Era sovente, per Brueghel, rappresentare anche le stagioni, poiché strettamente collegate alla vita dei campi. Infatti “il vecchio”, nel 1565 dipinse la famosa “Fienagione” caratteristico pannello del rinascimento nord europeo appartenente alla serie dei mesi.
Brueghel il vecchio è sovente accusato di dipingere “buffonerie”, da qui Pieter il “buffo”.

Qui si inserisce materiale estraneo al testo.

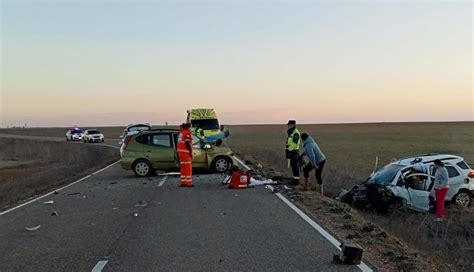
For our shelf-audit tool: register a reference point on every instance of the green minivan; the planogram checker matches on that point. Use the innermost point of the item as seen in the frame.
(153, 150)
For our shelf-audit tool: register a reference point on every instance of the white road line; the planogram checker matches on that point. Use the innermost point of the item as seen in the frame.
(57, 190)
(242, 163)
(162, 181)
(363, 267)
(99, 266)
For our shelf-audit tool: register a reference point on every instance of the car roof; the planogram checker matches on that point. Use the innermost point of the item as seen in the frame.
(427, 158)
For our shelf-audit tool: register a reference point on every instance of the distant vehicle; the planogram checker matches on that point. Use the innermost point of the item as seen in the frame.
(410, 182)
(206, 119)
(133, 129)
(92, 136)
(74, 134)
(152, 150)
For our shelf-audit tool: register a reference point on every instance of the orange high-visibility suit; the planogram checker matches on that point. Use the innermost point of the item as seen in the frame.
(185, 143)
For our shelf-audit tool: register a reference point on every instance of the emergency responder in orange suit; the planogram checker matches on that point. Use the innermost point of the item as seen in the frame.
(185, 155)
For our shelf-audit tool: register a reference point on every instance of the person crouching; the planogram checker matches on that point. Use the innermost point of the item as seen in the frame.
(317, 159)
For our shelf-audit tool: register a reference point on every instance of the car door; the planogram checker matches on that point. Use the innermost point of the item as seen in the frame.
(419, 194)
(159, 149)
(199, 154)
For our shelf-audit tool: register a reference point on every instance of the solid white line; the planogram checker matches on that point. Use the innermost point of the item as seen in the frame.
(362, 266)
(57, 190)
(162, 181)
(99, 266)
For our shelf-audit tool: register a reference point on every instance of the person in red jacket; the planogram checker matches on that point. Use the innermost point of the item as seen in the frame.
(185, 155)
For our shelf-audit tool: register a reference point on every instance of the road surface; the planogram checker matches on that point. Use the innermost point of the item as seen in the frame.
(113, 221)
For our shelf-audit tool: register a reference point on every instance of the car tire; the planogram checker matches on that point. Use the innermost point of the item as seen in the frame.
(221, 164)
(462, 199)
(142, 168)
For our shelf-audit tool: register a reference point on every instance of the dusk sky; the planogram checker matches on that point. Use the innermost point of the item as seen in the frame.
(106, 63)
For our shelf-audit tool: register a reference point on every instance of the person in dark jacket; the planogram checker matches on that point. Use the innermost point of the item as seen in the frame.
(316, 160)
(292, 151)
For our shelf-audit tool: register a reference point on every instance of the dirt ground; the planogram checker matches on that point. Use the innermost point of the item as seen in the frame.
(401, 241)
(31, 167)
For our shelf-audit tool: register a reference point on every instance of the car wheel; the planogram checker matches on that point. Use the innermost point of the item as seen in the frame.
(462, 199)
(221, 164)
(142, 168)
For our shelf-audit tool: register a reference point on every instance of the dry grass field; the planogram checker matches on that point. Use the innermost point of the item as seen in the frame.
(351, 150)
(30, 167)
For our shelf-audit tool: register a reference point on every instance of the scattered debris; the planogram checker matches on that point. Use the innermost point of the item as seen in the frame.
(141, 203)
(33, 228)
(74, 193)
(351, 254)
(255, 182)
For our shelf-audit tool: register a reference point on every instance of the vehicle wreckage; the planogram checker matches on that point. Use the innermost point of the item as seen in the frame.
(409, 182)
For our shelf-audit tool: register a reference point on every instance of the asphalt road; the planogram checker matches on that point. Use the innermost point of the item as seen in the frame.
(205, 228)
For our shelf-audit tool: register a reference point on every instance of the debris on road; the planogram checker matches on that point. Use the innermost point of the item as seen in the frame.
(351, 254)
(141, 203)
(170, 174)
(255, 182)
(77, 193)
(226, 180)
(33, 228)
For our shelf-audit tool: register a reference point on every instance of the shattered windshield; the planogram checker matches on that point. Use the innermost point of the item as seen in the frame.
(385, 175)
(206, 124)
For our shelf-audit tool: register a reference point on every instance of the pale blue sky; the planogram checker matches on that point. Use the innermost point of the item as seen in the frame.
(107, 63)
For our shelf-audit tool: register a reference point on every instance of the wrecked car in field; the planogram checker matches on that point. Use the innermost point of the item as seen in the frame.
(409, 182)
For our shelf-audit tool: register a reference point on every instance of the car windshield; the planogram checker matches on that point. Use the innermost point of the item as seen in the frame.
(385, 175)
(138, 128)
(206, 123)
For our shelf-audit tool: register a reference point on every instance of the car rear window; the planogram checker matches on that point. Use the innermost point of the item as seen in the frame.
(463, 165)
(452, 172)
(386, 175)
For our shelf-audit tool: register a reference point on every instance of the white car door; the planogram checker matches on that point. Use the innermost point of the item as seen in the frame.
(415, 196)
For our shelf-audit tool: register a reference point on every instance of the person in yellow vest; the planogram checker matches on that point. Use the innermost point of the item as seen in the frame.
(292, 151)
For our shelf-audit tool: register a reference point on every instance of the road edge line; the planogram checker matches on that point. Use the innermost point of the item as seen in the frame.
(362, 266)
(99, 266)
(57, 190)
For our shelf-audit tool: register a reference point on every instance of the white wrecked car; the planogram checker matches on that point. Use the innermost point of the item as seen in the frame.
(410, 182)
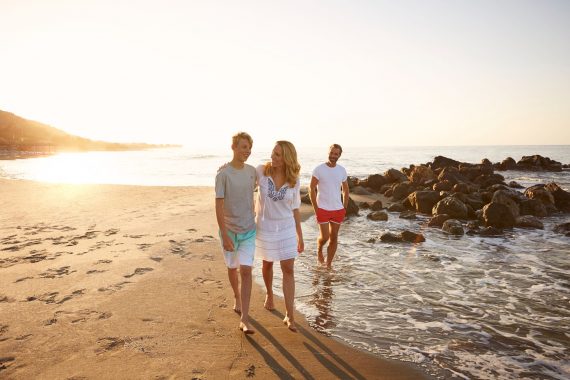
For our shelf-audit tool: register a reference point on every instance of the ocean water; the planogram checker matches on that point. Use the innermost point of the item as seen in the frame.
(465, 307)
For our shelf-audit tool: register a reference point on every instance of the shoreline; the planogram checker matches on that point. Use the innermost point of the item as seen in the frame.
(120, 280)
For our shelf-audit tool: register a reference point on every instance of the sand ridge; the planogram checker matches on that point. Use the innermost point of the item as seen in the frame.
(128, 282)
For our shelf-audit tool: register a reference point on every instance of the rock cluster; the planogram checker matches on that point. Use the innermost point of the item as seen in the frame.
(455, 193)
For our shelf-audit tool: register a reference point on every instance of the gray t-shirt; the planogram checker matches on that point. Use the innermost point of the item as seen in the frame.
(236, 187)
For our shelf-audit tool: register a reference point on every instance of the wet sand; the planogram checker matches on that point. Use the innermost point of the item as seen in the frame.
(103, 281)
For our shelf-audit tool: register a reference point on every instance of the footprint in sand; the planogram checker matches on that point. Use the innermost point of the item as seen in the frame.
(77, 316)
(94, 271)
(139, 271)
(49, 298)
(115, 287)
(56, 272)
(7, 299)
(4, 360)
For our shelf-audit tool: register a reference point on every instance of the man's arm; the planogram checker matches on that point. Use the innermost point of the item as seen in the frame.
(226, 241)
(313, 193)
(345, 194)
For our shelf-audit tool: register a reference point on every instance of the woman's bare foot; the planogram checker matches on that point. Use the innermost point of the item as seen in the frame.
(290, 324)
(237, 306)
(268, 304)
(246, 328)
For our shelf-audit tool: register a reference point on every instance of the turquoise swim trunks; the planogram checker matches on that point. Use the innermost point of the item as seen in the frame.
(244, 245)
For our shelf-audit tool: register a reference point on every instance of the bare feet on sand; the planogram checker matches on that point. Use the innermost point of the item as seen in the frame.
(237, 306)
(290, 324)
(268, 304)
(245, 328)
(320, 258)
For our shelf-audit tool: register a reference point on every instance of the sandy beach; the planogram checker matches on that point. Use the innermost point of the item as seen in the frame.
(104, 281)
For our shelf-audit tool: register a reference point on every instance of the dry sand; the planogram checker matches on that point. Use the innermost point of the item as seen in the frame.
(100, 281)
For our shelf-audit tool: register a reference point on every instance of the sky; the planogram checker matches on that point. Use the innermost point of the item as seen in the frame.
(355, 72)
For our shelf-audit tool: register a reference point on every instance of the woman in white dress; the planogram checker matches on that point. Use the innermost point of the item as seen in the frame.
(279, 235)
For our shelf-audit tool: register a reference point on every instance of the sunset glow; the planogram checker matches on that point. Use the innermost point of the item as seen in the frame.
(365, 73)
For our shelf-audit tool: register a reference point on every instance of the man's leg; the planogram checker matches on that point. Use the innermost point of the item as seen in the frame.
(267, 271)
(331, 249)
(245, 274)
(322, 240)
(234, 282)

Questo perchè nel ritrarre la vita di campagna, in molti suoi dipinti, tra danze e attività popolari, non mancano i dettagli umoristici. Come ad esempio, gente impegnata a far rissa o a ubriacarsi (o a urinare). Tipico di questa pittura, definita spesso ridicola e buffa.
L’ereditarietà artistica
Brueghel il giovane, omonimo – figlio, nasce nel 1564, dal matrimonio con la figlia del suo grande maestro, Mayeken Coecke. Il suo primogenito, diventa un artista affermato come suo padre. Segue le sue orme, e si ricorda lo splendido ”Matrimonio di paese- 1600 ca.” che evidenzia la vicinanza paterna.
Nel 1568, nasce il suo secondogenito, Jan (noto come Jan Velvet– Jean dei velluti) abile pittore di tessuti.
A differenza di quanto alcuni sostengono, Brueghel il Vecchio, non fu mai maestro dei suoi figli. Ebbe una vita relativamente breve, e i figli erano troppo piccoli quand’egli morì.
Fu sepolto a Bruxelles, a Notre-Dame de la Chapelle nel 1569.